6 files changed, 274 insertions, 116 deletions
diff --git a/sys/sys/vmmeter.h b/sys/sys/vmmeter.h
index e382d90..2ae45a3 100644
--- a/sys/sys/vmmeter.h
+++ b/sys/sys/vmmeter.h
@@ -91,9 +91,95 @@ struct vmmeter {
 	u_int v_cache_max;	/* max number of pages in cached obj */
 	u_int v_pageout_free_min;   /* min number pages reserved for kernel */
 	u_int v_interrupt_free_min; /* reserved number of pages for int code */
+	u_int v_free_severe;	/* severe depletion of pages below this pt */
 };
 #ifdef KERNEL
+
 extern struct vmmeter cnt;
+
+/*
+ * Return TRUE if we are under our reserved low-free-pages threshold
+ */
+
+static __inline 
+int
+vm_page_count_reserved(void)
+{
+    return (cnt.v_free_reserved > (cnt.v_free_count + cnt.v_cache_count));
+}
+
+/*
+ * Return TRUE if we are under our severe low-free-pages threshold
+ *
+ * This routine is typically used at the user<->system interface to determine
+ * whether we need to block in order to avoid a low memory deadlock.
+ */
+
+static __inline 
+int
+vm_page_count_severe(void)
+{
+    return (cnt.v_free_severe > (cnt.v_free_count + cnt.v_cache_count));
+}
+
+/*
+ * Return TRUE if we are under our minimum low-free-pages threshold.
+ *
+ * This routine is typically used within the system to determine whether
+ * we can execute potentially very expensive code in terms of memory.  It
+ * is also used by the pageout daemon to calculate when to sleep, when
+ * to wake waiters up, and when (after making a pass) to become more
+ * desparate.
+ */
+
+static __inline 
+int
+vm_page_count_min(void)
+{
+    return (cnt.v_free_min > (cnt.v_free_count + cnt.v_cache_count));
+}
+
+/*
+ * Return TRUE if we have not reached our free page target during
+ * free page recovery operations.
+ */
+
+static __inline 
+int
+vm_page_count_target(void)
+{
+    return (cnt.v_free_target > (cnt.v_free_count + cnt.v_cache_count));
+}
+
+/*
+ * Return the number of pages we need to free-up or cache
+ * A positive number indicates that we do not have enough free pages.
+ */
+
+static __inline 
+int
+vm_paging_target(void)
+{
+    return (
+	(cnt.v_free_target + cnt.v_cache_min) - 
+	(cnt.v_free_count + cnt.v_cache_count)
+    );
+}
+
+/*
+ * Return a positive number if the pagedaemon needs to be woken up.
+ */
+
+static __inline 
+int
+vm_paging_needed(void)
+{
+    return (
+	(cnt.v_free_reserved + cnt.v_cache_min) >
+	(cnt.v_free_count + cnt.v_cache_count)
+    );
+}
+
 #endif
 
 /* systemwide totals computed every five seconds */
diff --git a/sys/vm/vm_glue.c b/sys/vm/vm_glue.c
index e53079a..1d7157c 100644
--- a/sys/vm/vm_glue.c
+++ b/sys/vm/vm_glue.c
@@ -209,19 +209,9 @@ vm_fork(p1, p2, flags)

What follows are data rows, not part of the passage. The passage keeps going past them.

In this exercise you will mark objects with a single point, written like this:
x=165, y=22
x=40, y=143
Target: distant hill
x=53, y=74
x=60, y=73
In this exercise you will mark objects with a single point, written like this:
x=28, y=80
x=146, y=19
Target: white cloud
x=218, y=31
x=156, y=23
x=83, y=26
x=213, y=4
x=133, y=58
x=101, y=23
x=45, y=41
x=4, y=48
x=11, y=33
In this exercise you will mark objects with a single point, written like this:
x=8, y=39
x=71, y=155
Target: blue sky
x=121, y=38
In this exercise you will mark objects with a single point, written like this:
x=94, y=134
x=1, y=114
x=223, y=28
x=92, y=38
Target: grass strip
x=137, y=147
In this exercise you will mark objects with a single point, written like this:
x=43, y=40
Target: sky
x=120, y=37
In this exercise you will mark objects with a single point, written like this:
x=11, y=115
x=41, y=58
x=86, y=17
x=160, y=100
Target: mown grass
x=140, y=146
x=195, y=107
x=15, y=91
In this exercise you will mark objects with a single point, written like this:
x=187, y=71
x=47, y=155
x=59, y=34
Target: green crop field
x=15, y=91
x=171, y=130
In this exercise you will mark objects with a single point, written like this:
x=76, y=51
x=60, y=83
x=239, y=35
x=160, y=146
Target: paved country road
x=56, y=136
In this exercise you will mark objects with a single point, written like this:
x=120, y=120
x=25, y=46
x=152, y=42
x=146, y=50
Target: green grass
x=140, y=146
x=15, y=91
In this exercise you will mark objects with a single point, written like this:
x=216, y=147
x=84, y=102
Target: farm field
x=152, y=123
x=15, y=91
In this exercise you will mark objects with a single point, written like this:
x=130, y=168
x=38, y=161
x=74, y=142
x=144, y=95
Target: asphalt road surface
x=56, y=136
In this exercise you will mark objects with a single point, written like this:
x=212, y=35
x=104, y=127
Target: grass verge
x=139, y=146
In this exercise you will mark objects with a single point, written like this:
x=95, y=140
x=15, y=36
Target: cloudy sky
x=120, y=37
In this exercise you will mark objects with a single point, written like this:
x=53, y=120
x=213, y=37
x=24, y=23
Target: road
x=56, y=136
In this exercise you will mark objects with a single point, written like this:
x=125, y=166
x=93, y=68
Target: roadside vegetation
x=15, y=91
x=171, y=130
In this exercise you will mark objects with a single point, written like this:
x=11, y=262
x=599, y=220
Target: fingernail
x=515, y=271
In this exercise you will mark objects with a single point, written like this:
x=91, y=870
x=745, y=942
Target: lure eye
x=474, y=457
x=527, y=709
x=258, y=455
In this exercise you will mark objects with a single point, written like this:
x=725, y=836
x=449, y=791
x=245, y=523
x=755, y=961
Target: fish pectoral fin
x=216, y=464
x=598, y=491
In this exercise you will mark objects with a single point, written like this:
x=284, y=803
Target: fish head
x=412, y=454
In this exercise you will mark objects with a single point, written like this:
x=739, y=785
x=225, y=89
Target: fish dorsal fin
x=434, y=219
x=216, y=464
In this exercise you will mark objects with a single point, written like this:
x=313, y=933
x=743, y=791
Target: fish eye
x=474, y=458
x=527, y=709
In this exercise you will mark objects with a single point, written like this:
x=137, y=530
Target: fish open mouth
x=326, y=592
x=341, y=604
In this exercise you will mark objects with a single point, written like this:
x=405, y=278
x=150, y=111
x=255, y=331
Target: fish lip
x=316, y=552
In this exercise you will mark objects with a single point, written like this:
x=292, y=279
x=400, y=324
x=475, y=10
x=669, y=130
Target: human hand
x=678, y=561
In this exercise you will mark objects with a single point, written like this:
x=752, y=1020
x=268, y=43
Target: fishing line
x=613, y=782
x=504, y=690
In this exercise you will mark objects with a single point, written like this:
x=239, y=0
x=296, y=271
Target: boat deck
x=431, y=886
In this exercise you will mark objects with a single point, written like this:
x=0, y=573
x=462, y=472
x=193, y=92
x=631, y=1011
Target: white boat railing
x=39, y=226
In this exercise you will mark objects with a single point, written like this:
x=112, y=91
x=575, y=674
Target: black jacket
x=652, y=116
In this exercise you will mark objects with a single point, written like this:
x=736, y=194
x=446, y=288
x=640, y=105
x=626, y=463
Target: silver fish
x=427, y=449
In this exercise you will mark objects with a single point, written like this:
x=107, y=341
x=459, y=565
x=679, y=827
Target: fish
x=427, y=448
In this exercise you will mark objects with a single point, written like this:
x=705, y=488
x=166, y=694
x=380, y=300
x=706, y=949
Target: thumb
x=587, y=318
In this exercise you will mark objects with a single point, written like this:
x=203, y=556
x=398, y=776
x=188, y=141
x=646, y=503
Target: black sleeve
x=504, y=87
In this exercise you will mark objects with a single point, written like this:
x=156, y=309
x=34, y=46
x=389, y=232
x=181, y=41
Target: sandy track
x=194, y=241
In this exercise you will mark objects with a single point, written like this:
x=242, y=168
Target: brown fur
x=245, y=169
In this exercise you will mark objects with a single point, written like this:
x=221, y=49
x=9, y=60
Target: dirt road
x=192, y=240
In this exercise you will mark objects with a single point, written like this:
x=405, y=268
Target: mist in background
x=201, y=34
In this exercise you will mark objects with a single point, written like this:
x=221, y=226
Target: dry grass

 		p1->p_vmspace->vm_refcnt++;
 	}
 
-	/*
-	 * Great, so we have a memory-heavy process and the 
-	 * entire machine comes to a screaching halt because
-	 * nobody can fork/exec anything.  What we really need
-	 * to do is fix the process swapper so it swaps out the right
-	 * processes.
-	 */
-#if 0
-	while ((cnt.v_free_count + cnt.v_cache_count) < cnt.v_free_min) {
-		vm_pageout_deficit += (UPAGES + VM_INITIAL_PAGEIN);
+	while (vm_page_count_severe()) {
 		VM_WAIT;
 	}
-#endif
 
 	if ((flags & RFMEM) == 0) {
 		p2->p_vmspace = vmspace_fork(p1->p_vmspace);
@@ -339,8 +329,9 @@ scheduler(dummy)
 	int ppri;
 
 loop:
-	while ((cnt.v_free_count + cnt.v_cache_count) < cnt.v_free_min) {
+	if (vm_page_count_min()) {
 		VM_WAIT;
+		goto loop;
 	}
 
 	pp = NULL;
diff --git a/sys/vm/vm_meter.c b/sys/vm/vm_meter.c
index 4e7f0fb..6c69562 100644
--- a/sys/vm/vm_meter.c
+++ b/sys/vm/vm_meter.c
@@ -119,6 +119,8 @@ SYSCTL_INT(_vm, VM_V_CACHE_MAX, v_cache_max,
 	CTLFLAG_RW, &cnt.v_cache_max, 0, "");
 SYSCTL_INT(_vm, VM_V_PAGEOUT_FREE_MIN, v_pageout_free_min,
 	CTLFLAG_RW, &cnt.v_pageout_free_min, 0, "");
+SYSCTL_INT(_vm, OID_AUTO, v_free_severe,
+	CTLFLAG_RW, &cnt.v_free_severe, 0, "");
 
 SYSCTL_STRUCT(_vm, VM_LOADAVG, loadavg, CTLFLAG_RD, 
     &averunnable, loadavg, "Machine loadaverage history");
diff --git a/sys/vm/vm_page.c b/sys/vm/vm_page.c
index f6db00e..533ba37 100644
--- a/sys/vm/vm_page.c
+++ b/sys/vm/vm_page.c
@@ -615,8 +615,7 @@ vm_page_unqueue(m)
 		(*pq->cnt)--;
 		pq->lcnt--;
 		if ((queue - m->pc) == PQ_CACHE) {
-			if ((cnt.v_cache_count + cnt.v_free_count) <
-				(cnt.v_free_reserved + cnt.v_cache_min))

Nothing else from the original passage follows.